The Omicron variant of severe acute respiratory syndrome coronavirus 2 (SARS-CoV-2) is more stable than the ancestral strain on various smooth and porous surfaces and demonstrates marked resistance to neutralizing monoclonal antibodies (mAbs), researchers from the University of Hong Kong (HKU) have reported.
In one study, the researchers showed that Omicron BA.1 was much more stable on stainless steel, polypropylene, glass, tissue paper and printing paper than ancestral SARS-CoV-2. [bioRxiv 2022;doi:10.1101/2022.03.09.483703]
On treated stainless steel, polypropylene and glass surfaces, the Omicron variant could still be recovered on day 7 after incubation at room temperature (21–22°C). In comparison, no infectious ancestral SARS-CoV-2 could be recovered on day 4 post-incubation except on one of three treated glass samples. Infectious viral titres recovered from these treated smooth surfaces were reduced by 98.19 percent, 99.65 percent and 98.83 percent, respectively, on day 7 post-incubation for the Omicron variant, and by 99.91 percent, >99.86 percent and 99.9 percent, respectively, on day 2 post-incubation for ancestral SARS-CoV-2.
On treated tissue paper and printing paper, viable Omicron BA.1 could still be detected after 30 minutes of incubation, while viable ancestral SARS-CoV-2 was no longer recoverable after 30 minutes and 15 minutes of incubation, respectively.
“The extra virus stability [of the Omicron variant] on surfaces may be one possible factor [for its increased transmissibility] and should be taken into consideration when recommending control measures against the infection,” the researchers suggested. “Further studies on the stability of the Omicron variant in droplets and aerosols are warranted.”
In another study, Omicron BA.2 showed marked resistance to 17 of 19 neutralizing mAbs tested, including sotrovimab currently authorized for clinical use. “Overall, 17 of 19 mAbs were either totally inactive or severely impaired in neutralizing BA.2,” reported the researchers from HKU and Columbia University Vagelos College of Physicians and Surgeons in New York, US. [Nature 2022;doi:10.1038/s41586-022-04594-4]
While sotrovimab was found to retain appreciable activity against Omicron BA.1 and BA.1+R346K (ie, BA.1 with R346K mutation, also known as BA.1.1), its neutralizing activity against BA.2 demonstrated a 27-fold decrease to a 50 percent inhibitory concentration of approximately 1 μg/mL.
“Intriguingly but importantly, the S371F mutation appeared to be majorly responsible for the loss in potency of sotrovimab, although this mutation was not observed previously as a marker for clinical resistance to sotrovimab,” the researchers noted. [medRxiv 2021;doi:10.1101/2021.12.18.21267628]
“Bebtelovimab, the most recently authorized mAb, was the only mAb that remained potent in neutralizing all Omicron sublineages,” they pointed out. “Although cilgavimab and its combination with tixagevimab retained activity against BA.2, this mAb combination is authorized for preventive use only.”

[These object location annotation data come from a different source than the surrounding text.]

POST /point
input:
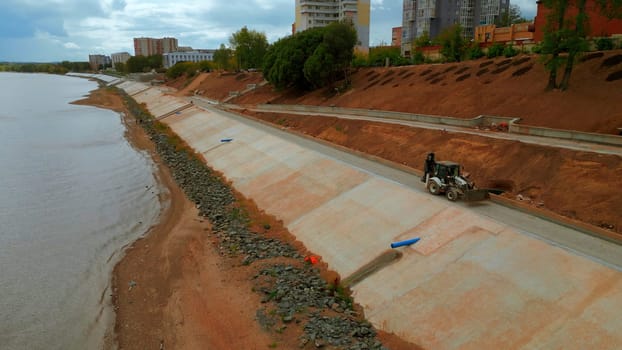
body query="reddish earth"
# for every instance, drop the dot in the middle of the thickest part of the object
(580, 186)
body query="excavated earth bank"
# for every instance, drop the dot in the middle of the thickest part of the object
(582, 186)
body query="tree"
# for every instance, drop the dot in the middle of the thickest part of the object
(512, 16)
(332, 58)
(452, 43)
(562, 34)
(250, 48)
(554, 33)
(222, 57)
(575, 42)
(378, 56)
(285, 59)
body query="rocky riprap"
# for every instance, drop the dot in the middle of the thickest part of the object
(290, 293)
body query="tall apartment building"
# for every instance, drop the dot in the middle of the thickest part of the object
(99, 61)
(433, 16)
(152, 46)
(319, 13)
(119, 57)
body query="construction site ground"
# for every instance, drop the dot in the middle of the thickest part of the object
(578, 185)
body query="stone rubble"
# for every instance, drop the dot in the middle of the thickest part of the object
(290, 294)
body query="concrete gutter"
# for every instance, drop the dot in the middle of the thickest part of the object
(480, 121)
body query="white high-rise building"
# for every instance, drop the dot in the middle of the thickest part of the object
(319, 13)
(433, 16)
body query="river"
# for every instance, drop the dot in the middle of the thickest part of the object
(73, 193)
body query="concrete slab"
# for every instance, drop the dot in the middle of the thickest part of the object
(159, 103)
(472, 282)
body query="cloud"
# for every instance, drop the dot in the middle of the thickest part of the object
(76, 28)
(71, 45)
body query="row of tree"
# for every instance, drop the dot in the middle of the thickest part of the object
(314, 58)
(565, 35)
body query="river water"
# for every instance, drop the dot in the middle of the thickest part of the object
(73, 193)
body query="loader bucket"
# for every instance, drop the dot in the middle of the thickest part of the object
(476, 195)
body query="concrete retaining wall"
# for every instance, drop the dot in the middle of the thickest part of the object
(470, 283)
(484, 120)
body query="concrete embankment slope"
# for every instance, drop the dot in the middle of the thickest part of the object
(471, 282)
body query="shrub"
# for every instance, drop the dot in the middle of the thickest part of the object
(475, 52)
(537, 49)
(495, 50)
(604, 44)
(509, 51)
(418, 57)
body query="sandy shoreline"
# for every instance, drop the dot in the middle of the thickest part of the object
(174, 288)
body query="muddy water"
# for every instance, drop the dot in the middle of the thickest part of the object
(73, 192)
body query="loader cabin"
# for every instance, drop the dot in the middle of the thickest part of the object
(443, 169)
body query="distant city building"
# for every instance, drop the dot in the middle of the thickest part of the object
(433, 16)
(599, 25)
(319, 13)
(172, 58)
(518, 34)
(119, 57)
(396, 36)
(99, 61)
(152, 46)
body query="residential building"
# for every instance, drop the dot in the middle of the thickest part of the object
(434, 16)
(153, 46)
(319, 13)
(119, 57)
(396, 36)
(599, 25)
(518, 34)
(172, 58)
(99, 61)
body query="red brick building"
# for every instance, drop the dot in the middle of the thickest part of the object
(396, 36)
(599, 25)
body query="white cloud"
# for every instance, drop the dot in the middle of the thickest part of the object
(71, 46)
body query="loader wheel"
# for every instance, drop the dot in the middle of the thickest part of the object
(434, 188)
(452, 194)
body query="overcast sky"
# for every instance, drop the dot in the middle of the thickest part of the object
(56, 30)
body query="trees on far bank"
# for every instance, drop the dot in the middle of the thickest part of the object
(143, 64)
(250, 48)
(313, 58)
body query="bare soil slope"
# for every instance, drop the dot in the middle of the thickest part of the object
(503, 87)
(578, 185)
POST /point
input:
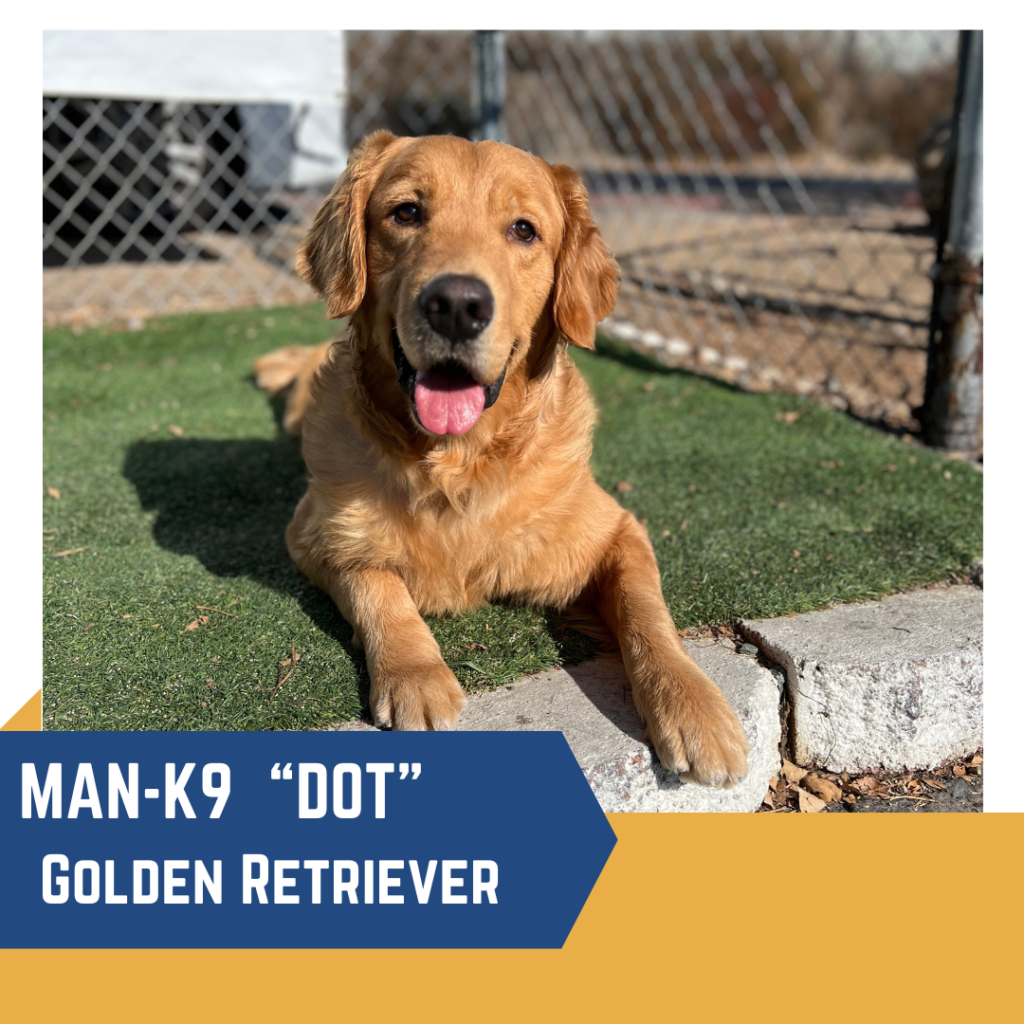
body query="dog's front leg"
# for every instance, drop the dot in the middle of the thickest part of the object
(411, 687)
(688, 721)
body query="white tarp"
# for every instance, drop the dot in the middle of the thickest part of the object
(297, 68)
(300, 73)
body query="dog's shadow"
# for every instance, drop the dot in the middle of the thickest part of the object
(227, 503)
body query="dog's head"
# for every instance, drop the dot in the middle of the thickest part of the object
(454, 252)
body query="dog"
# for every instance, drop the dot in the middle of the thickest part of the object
(448, 433)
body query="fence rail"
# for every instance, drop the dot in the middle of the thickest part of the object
(771, 197)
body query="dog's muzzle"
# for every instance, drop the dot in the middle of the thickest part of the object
(445, 398)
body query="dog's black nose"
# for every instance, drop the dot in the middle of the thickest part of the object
(457, 307)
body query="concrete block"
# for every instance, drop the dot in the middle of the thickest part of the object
(890, 684)
(591, 704)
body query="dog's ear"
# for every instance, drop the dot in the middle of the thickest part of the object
(333, 255)
(586, 274)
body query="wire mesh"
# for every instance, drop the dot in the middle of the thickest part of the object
(769, 196)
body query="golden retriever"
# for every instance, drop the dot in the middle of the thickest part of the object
(448, 433)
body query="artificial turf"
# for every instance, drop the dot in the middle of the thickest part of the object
(176, 483)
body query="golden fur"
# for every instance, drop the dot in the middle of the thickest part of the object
(398, 522)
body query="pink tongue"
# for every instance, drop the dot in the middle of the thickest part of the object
(445, 406)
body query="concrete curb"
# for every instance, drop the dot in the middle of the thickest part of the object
(890, 684)
(592, 706)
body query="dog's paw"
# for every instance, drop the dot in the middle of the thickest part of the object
(418, 698)
(694, 731)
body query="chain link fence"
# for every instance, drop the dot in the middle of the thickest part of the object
(770, 197)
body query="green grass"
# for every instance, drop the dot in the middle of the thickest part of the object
(730, 491)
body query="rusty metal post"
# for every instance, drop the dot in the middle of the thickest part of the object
(950, 417)
(489, 53)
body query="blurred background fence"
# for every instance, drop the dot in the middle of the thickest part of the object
(772, 198)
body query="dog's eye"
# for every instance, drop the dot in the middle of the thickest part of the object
(408, 213)
(523, 230)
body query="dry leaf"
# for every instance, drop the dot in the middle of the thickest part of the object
(828, 792)
(868, 785)
(809, 804)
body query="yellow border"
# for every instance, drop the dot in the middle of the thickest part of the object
(733, 918)
(29, 718)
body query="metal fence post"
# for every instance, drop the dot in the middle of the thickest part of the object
(491, 84)
(950, 415)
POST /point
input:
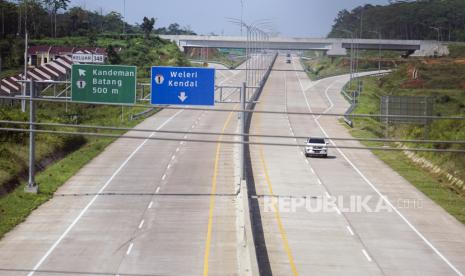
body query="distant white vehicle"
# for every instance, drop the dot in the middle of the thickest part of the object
(316, 147)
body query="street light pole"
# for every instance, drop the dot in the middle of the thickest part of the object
(437, 29)
(351, 55)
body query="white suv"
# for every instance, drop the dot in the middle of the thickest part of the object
(316, 147)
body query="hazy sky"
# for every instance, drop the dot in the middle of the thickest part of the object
(297, 18)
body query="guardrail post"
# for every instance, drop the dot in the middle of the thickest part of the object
(32, 187)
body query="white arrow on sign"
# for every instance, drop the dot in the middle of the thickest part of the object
(182, 96)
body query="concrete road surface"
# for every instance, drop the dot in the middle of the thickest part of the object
(142, 207)
(302, 238)
(152, 207)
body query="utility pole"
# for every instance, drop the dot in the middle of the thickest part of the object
(32, 187)
(242, 16)
(379, 50)
(3, 22)
(243, 121)
(23, 102)
(124, 16)
(437, 29)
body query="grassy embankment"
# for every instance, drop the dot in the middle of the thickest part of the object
(443, 80)
(319, 66)
(230, 60)
(59, 156)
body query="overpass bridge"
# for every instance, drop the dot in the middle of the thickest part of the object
(332, 46)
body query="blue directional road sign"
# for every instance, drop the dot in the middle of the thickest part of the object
(183, 85)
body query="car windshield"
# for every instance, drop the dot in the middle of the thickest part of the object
(316, 141)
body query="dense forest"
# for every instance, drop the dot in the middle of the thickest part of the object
(420, 19)
(54, 18)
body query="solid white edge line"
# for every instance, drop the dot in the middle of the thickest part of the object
(366, 255)
(350, 230)
(381, 195)
(129, 249)
(76, 220)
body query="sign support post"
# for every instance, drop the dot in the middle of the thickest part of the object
(32, 187)
(243, 122)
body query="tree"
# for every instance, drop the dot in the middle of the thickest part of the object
(147, 26)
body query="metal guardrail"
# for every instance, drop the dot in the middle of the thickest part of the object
(142, 114)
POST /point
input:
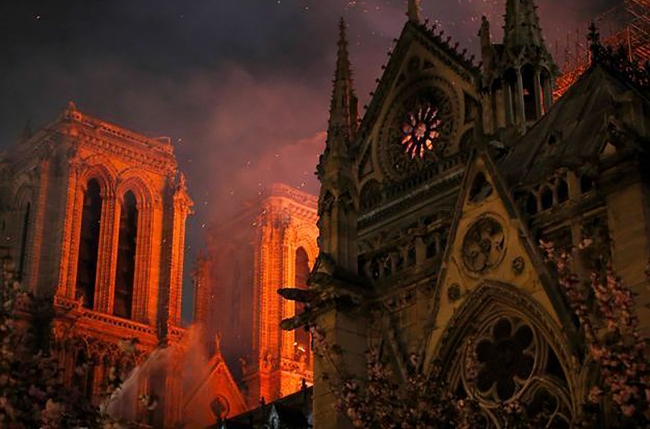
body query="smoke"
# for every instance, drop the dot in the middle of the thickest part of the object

The study also showed a substantial loss of neutralizing activity by polyclonal sera from convalescent patients or recipients of mRNA vaccines (with or without a booster shot) against BA.1+R346K and BA.2 relative to wild-type SARS-CoV-2, similar to the decreases already reported for BA.1. Consistent with findings already reported for BA.1, loss of neutralizing activity against BA.1+R346K or BA.2 was less prominent for sera obtained from individuals who received booster vaccination. [Nature 2002;602:676-681; Nature 2002;602;664-670; Nature 2002;602:654-656; Nature 2002;602:671-675]
“These three sublineages of Omicron likely threaten the efficacy of current coronavirus disease 2019 [COVID-19] vaccines to a similar extent,” the researchers suggested. “As COVID-19 treatment options are narrowed by the emergence of more and more variants, it is imperative that we continue to devise novel strategies to contain this ever-evolving pathogen.”